Big Data Cloud platform Greenplum: multi-tenant articles

 

 

Greenplum MPP is the best open source database, after 15 years of development, from the data warehouse evolved into the era of big data cloud over the platform.

This series of articles will introduce Greenplum support for all aspects of the cloud. Benpian focus on multi-tenant.

1. What is multi-tenant

It refers to a multi-tenant system can support multiple tenants. A tenant is usually a group of users with similar access mode and permissions, typical tenant is several users in the same organization or company.

To achieve multi-tenancy, you first need to consider is the multi-tenant data level. Multi-tenant model data layer has a prominent effect on the upper multi-tenant services and applications to achieve.

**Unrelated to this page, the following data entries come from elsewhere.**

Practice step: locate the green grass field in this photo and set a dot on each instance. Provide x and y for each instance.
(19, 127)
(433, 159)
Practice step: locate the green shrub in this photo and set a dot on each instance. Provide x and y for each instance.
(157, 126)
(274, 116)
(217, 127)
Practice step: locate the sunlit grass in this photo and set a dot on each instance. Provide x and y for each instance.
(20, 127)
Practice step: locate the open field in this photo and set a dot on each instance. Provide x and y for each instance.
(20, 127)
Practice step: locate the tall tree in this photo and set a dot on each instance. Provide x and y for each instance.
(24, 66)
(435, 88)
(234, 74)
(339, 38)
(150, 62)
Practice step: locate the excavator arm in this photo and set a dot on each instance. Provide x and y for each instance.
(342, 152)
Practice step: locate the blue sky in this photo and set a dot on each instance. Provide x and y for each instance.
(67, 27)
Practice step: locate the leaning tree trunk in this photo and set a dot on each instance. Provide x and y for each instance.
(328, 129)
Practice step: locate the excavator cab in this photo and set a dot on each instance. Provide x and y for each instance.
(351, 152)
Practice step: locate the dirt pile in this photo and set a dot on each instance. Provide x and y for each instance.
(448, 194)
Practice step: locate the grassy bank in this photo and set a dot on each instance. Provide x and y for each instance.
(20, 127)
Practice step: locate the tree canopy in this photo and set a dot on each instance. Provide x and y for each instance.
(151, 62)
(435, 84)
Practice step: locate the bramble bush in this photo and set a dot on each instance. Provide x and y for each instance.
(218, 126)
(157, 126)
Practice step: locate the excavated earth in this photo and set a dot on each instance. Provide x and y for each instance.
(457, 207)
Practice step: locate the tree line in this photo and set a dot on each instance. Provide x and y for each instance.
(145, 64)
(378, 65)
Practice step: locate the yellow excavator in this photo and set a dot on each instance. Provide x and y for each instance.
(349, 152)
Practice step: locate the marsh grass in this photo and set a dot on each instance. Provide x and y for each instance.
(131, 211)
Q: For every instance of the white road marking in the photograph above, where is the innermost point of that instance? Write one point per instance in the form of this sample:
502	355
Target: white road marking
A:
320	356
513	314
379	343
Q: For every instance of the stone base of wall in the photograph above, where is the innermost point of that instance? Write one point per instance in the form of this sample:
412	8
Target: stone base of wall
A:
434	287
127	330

This article focuses on the data layer multi-tenancy and Greenplum database support for various multi-tenant model.

Weighing different implementations of multi-tenancy, consider the following factors:

  • Scalability: Tenant number of levels, as well as future trends
  • Security: Data isolation levels between tenant requirements
  • Resource Sharing: multi-tenant usually has some form of sharing of resources, the need to avoid a bad tenant SQL eat system resources and affect the response time of other tenants
  • Flexibility: different tenants may have different needs, scalability demand for specific tenants
  • Cross tenants analysis and optimization: for all tenant or multiple tenants and behavior data analysis capabilities
  • Operation and maintenance and management: the complexity of cheap and operation and maintenance management, including monitoring, modifying the database schema, create an index, collect statistics, data loading, etc.
  • Cost: total cost of ownership, including program implementation costs, operation and maintenance costs, etc.

2. Multi-tenant model

Multi-tenant model describes the mapping between the tenant and the tenant's data. Different multi-tenant model will affect the design, management and maintenance of databases and applications.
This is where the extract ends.